Spouse's lack of follow through driving me insane

Anonymous

I've been struggling with DH with making promises and not following through for several months now. I've been patient, I've had talks with him, but no will on his part to do any of it until I reach my threshold and start feeling upset or hurt...but for the most part, I feel like I'm patient enough. I know it's mainly laziness than disinterest, and I know he has a genuine intent. That makes all the difference with me staying and putting up with it. The laziness and inaction though is getting tiring and I end up feeling disappointed or at its worse, utter resentment. The promises go from minor ones to big ones (picking up after himself, to not passing out on the couch nightly to leaving work at a reasonable hour to spend quality time). I honestly can't remember a time (while married) where he has followed through with what he said unless I'm upset and he will do it for a week then back to the same old habits. I would say it's beginning to cause a rift in our once solid relationship and I'm starting To have a hard time believing anything he says anymore. Anyone in the same boat or have any suggestions on making things better?


Anonymous
Habits take about 6 weeks to solidify. Don't change too much too fast. Pick one thing and work on it together. Sucks that you have to shepherd a grown man through this but if his other qualities are worth it then it's worth it to try. What's the most important thing to change right now? Leaving work at a good time? Suggest and watch him set himself an outlook and a cell phone reminder to leave at X time. See if that helps.
Some people need a rigid plan to stick to and have a hard time with nebulous changes. Intention is good but action is what matters in the end.
Anonymous
Also pick your battles. Some of this stuff sounds really minor and you sound intolerant. Ease up a little.
Anonymous
How many of these things you want him to change. were issues before you got married/had kids? If this is how he's always been, expecting him to change now is unrealistic.

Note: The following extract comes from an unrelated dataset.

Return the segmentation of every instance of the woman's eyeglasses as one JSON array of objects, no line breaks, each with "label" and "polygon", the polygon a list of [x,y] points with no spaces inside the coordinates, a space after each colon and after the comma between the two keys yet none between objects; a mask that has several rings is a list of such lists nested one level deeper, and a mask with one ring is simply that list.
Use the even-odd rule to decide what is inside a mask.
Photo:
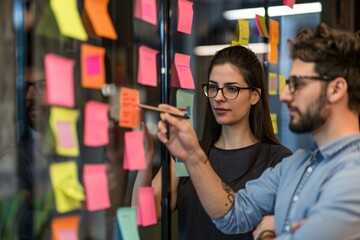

These kinds of habits are in significant part hard-wired and the effort of trying to change is exhausting, so it's no wonder he falls back into his old routine after a week or so. If these are new habits (the messiness, staying at work too late, falling asleep on the couch), you might want to consider whether there is a bigger issue underlying them, such as depression. If there is an underlying reason like that, he probably won't be able to change the habits until the underlying issue is resolved.
Anonymous
You have to decide if you want to die on this hill. The better option would be to accept him as he is and stop feeling resentful over this. I'm sure you have bad habits, too.
Anonymous
It sounds like you want to remake/remodel your spouse into someone new. This isn't lack of follow through. This is your agenda in high gear, the hell with him.

My impression is that you badger him to give you a commitment about something -- to leave work earlier, for example -- and he doesn't really want to or can't. You then spin this up into an unfulfilled "promise." It's not a promise. It's your wish. That's all it is.

Anonymous
Oh my god, you sound exactly like my DH if he wrote such a complaint about me. People can only change so much OP. It's likely he changed a lot for you in order to get as far as you did (marriage). If he's always been this way, he'll probably always be this way. You have to let go of all these things you wish your DH did better and focus more on what he does right. Or you have to decide if you can live with his flaws/undesirable traits, which you have as well...or if you can't.
Anonymous
Focus on making things work, OP. You are the only person you can change.